Tuesday, July 8, 2008

Tagore – "Music is the purest form of art"


Reproduced from: Sadhana, the Realisation of Life,
by Rabindranath Tagore
1st edition. 1913, reprinted 1964

Music is the purest form of art, and therefore the most direct expression of beauty, with a form and spirit which is one, and simple, and least encumbered with anything extraneous. We seem to feel that the manifestation of the infinite in the finite forms of creation is music itself, silent and visible. The evening sky, tirelessly repeating the starry constellations, seems like a child struck with wonder at the mystery of its own first utterance, lisping the same word over and over again, and listening to it in unceasing joy.

When in the rainy night of July the darkness is thick upon the meadows and the pattering rain draws veil upon veil over the stillness of the slumbering earth, this monotony of the rain patter seems to be the darkness of sound itself. The gloom of the dim and the dense line of trees, the thorny bushes scattered in the bare heath like floating heads of swimmers with bedraggled hair, the smell of the damp grass and the wet earth, the spire of the temple rising above the undefined mass of blackness grouped around the village huts – everything seems like notes rising from the heart of the night, mingling and losing themselves in the one sound of ceaseless rain filling the sky.

Therefore the true poets, they who are seers, seek to express the universe in terms of music.

They rarely use symbols of painting to express the unfolding of forms, the mingling of endless lines and colours that goes on every moment on the canvas of the blue sky. They have their reasons. For the man who paints must have canvas, brush and colour-box. The first touch of his brush is very far from the complete idea. And, then when the work is finished and the artist is gone, the widowed picture stands alone, the incessant touches of love of the creative hand are withdrawn.

But, the singer has everything within him.

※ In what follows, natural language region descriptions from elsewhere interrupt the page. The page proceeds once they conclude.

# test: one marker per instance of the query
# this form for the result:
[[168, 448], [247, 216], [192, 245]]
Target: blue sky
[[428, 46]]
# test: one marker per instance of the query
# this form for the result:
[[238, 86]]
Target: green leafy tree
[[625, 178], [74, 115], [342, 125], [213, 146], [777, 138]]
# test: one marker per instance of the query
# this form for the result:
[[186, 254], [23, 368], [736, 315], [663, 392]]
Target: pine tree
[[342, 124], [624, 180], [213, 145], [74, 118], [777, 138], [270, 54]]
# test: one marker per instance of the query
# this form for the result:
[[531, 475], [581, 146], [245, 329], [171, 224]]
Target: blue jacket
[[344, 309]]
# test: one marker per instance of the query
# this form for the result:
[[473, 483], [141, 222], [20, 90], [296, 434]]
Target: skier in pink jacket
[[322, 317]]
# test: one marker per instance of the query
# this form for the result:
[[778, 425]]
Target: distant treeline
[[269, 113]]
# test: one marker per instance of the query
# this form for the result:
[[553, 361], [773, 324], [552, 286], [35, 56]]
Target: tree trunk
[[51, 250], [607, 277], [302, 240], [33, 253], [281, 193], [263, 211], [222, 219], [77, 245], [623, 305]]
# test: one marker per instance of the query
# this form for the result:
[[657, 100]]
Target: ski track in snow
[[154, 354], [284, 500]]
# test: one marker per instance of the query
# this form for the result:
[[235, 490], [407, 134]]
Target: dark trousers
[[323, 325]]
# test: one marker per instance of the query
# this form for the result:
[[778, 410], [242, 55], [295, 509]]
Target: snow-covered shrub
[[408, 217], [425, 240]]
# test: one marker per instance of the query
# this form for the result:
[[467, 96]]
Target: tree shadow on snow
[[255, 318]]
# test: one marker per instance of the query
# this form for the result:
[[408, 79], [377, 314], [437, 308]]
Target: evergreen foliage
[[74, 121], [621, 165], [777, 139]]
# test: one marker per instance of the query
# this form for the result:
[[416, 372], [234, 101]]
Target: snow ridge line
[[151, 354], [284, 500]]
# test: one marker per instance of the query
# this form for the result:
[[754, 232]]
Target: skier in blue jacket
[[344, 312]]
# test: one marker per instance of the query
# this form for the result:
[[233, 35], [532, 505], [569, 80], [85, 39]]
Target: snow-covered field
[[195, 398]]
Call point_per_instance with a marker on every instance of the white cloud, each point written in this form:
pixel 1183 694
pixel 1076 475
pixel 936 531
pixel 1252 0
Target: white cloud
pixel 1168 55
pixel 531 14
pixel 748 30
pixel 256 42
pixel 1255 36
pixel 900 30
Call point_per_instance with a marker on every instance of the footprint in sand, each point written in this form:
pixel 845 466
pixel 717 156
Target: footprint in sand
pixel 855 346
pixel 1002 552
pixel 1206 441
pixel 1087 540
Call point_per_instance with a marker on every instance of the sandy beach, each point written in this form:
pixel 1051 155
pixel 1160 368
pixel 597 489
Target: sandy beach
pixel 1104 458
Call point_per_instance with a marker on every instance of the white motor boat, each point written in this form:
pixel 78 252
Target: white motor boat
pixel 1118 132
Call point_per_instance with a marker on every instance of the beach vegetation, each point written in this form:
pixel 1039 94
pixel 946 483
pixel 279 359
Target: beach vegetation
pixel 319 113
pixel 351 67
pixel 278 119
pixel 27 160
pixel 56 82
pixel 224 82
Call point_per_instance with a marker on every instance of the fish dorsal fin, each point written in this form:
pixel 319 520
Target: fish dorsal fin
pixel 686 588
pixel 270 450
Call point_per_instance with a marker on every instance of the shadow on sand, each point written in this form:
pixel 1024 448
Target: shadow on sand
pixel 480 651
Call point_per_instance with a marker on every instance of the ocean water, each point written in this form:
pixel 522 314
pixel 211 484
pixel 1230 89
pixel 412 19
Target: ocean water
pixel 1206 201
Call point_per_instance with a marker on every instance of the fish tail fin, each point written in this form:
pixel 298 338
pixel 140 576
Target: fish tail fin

The notes come out from his very life. They are not materials gathered from outside. His idea and his expression are brother and sister; very often they are born as twins. In music the heart reveals itself immediately; it suffers not from any barrier of alien material. Therefore, though music has to wait for its completeness like any other art, yet at every step it gives out beauty to of the whole. As the material of expression, even words are barriers, for their meaning has to be construed or thought. But, music never has to depend upon any obvious meaning; it expresses what no words can reveal.

What is more, music and the musician are inseparable. When the singer departs, his singing dies with him; it is in eternal union with the life and joy of the master. This world-song is never separated from its singer. It is not fashioned from any outward material. It is his joy itself taking never-ending form. It is the great heart sending the tremor of its thrill over the sky. There is perfection in each individual strain of this music, which is the revelation of completion in the incomplete. No one of its notes is final, yet each reflects the infinite.

What does it matter if we fail to derive the exact meaning of this great harmony? Is it not like the hand meeting the string and drawing out at once all its tones at the touch? It is the language of beauty, the caress, that comes from the heart of the world, and straightaway reaches our heart.

Last night, in the silence which pervaded the darkness, I stood alone and heard the voice of the singer of the eternal melodies. When I went to sleep, I closed my eyes with this last thought in my mind, that even when I remain unconscious in slumber the dance of life will still go on in the hushed arena of my sleeping body, keeping step with the stars. The heart will throb, the blood will leap in the veins, and the millions of living atoms of my body will vibrate in tune with the note of the harp-string that thrills at the touch of the master.